連載の第1回では、そんな5人のメンバーのそれぞれのプロフィールをご紹介した。第2回からは、3回にわたって開催される「AMDキッズ プログラミング・キャンプ」のワークショップの様子をお伝えしていく。惜しくも今回のキャンペーンに外れてしまった方も、今後、楽しみながらプログラミングを学べるヒントがたくさん詰まったワークショップとなっているので、ぜひ参考にしてほしい。
現役高校生によるプログラミング学習サイトでワークショップ
ワークショップ第1回の講師は、デザインエンジニアの三橋優希先生。「プログラミングの楽しさ」についての授業を行ってくれた。

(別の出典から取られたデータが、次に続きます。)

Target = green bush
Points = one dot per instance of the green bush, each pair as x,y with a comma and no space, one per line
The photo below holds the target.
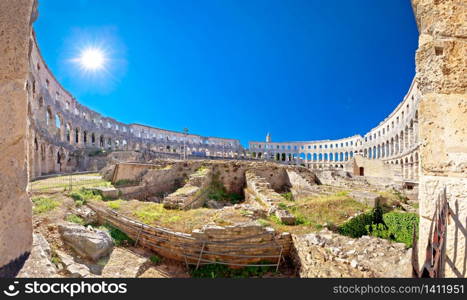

「全国小中学生プログラミング大会」のグランプリをはじめ、各種プログラミングコンテスト等でも認められた高校3年生。昨年はScratchに関する書籍も出版しているほか、中高生の仲間とともに子ども向けのプログラミング学習サイト「メクルン」の設計・運営も行っている。また、地元では子どもたちが無料でプログラミングを楽しめるプログラミング道場「CoderDojo」で、「メンター」としてサポートも行っている。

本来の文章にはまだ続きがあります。